Reggie: Fats not gonna do that. He's not gonna let nobody use his name. Nuh-uh. No, indeed. Not for no $25,000, he's not. Fats is a legend. Lawd, if he did that, be the dumbest thing he ever done in his life.
Me: So I can take that as a no?
Reggie: Yes, you can. But the man can have my name for one thousand.
Me: Your name?
Reggie: He can have Reggie. Reggie Hall.
Me:
Reggie: Okay, you got a better idea for a name?
Me: Well, I was thinking "Franklin Delano Hitler."
Reggie: Who came up with that, you?
Me: Yeah.
Reggie: I thought so.
Me:
Reggie: Man get killed, name like that! Someone be killing that man for sure.
Me: Here's another one I thought of. Antowayne "Ice" Jackson.
Reggie: What?
Me: Antowayne "Ice" Jackson.
Reggie:
Me: Just an idea.
Reggie: Let me tell you something. Ain't the name, it's the person. Ray Charles, Elvis Presley, they're cool names. Their names became cool names because of who they are. Johnny Cash is a cool name. You know what I'm sayin'?
Me: Yeah, but I don't think this guy's cool. How did Fats get his name?
Reggie: Fats? Well he was born Antoine Domino. Antoine Domino isn't cool. This guy named Billy Diamond called him Fats, 'cause at that time he was real fat.
Me: Makes sense.
Reggie: Sure does.
Me: I don't think this guy is fat, though.
Reggie: Okay, I got a name for him.
Me: Shoot.
Reggie: The Rockin' Jew.
Me: That's not bad.
Reggie: What's his first name?
Me: Aaron. Aaron Schwarz.
Reggie: So he could be "Aaron, the Rockin' Jew." That's cool.
Me: I don't know.
Reggie: You tell him, he got to be original. To be cool, you got to be original. I wrote a little song some years ago, maybe you heard of it. It was successful because it had an original, cool name. It was called "You Talk Too Much."
Me: You wrote that song?
Reggie: Yep.
Me: I love that song.
Reggie: Still gettin' royalties, since the 1960s.

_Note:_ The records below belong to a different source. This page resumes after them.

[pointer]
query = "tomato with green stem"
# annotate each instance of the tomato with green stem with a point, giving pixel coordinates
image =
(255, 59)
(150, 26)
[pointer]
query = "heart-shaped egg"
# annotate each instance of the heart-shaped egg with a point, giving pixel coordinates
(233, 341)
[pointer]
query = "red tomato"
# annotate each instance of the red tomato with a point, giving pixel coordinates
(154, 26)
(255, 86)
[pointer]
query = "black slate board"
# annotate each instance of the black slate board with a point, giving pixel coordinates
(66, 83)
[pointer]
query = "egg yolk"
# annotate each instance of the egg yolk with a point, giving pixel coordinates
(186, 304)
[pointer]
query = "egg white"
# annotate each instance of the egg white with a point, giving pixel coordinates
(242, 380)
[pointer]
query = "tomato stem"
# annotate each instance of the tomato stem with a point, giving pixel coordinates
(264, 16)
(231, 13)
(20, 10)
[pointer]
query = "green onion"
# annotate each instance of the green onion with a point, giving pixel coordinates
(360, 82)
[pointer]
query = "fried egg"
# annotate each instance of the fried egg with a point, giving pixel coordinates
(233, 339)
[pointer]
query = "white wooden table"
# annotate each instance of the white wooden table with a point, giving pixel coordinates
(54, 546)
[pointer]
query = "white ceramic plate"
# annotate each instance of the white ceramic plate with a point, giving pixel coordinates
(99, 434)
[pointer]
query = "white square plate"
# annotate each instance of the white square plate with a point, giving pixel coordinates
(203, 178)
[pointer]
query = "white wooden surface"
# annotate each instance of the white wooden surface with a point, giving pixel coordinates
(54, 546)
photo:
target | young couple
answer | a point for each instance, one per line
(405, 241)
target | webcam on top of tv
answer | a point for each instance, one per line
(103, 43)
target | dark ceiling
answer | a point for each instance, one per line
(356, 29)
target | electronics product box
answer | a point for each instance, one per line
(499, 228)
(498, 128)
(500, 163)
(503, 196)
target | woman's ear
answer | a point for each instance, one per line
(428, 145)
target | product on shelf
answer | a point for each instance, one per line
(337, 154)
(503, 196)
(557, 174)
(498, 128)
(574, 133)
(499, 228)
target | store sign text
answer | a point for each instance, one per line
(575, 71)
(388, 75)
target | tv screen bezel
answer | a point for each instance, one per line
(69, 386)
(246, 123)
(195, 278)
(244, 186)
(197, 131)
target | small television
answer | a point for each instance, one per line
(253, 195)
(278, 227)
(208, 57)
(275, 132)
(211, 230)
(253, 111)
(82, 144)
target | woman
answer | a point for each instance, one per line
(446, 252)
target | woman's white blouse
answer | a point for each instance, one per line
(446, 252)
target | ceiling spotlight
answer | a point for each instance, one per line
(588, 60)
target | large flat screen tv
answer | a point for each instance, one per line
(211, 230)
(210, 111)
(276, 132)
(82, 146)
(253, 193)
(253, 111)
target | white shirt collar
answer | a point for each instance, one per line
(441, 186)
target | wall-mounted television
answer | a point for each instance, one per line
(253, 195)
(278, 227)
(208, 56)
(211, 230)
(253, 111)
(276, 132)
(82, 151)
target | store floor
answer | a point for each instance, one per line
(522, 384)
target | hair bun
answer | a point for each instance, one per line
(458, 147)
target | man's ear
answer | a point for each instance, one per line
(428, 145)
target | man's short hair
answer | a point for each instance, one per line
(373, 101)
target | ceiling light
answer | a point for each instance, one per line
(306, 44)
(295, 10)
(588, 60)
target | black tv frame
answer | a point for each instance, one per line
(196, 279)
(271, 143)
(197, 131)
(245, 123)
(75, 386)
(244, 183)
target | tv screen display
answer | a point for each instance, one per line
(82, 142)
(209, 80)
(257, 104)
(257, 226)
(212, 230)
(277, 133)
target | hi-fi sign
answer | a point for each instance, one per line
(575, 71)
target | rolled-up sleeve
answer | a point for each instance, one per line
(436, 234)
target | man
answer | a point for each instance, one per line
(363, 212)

Me: You talk too much / You worry me to death / You talk too much / You even worry my pet.
Reggie: Cool, right?
Me: Very cool. I'm not feeling very cool right now, talking to you. I came up with some other names for this guy, but now I don't know . . .
Reggie: Go ahead.
Me: Johnny B. Somewhat Disagreeable. Sid Grumpy. Sandy Koufax III.
Reggie: I don't think he needs your help, man. I got to say that.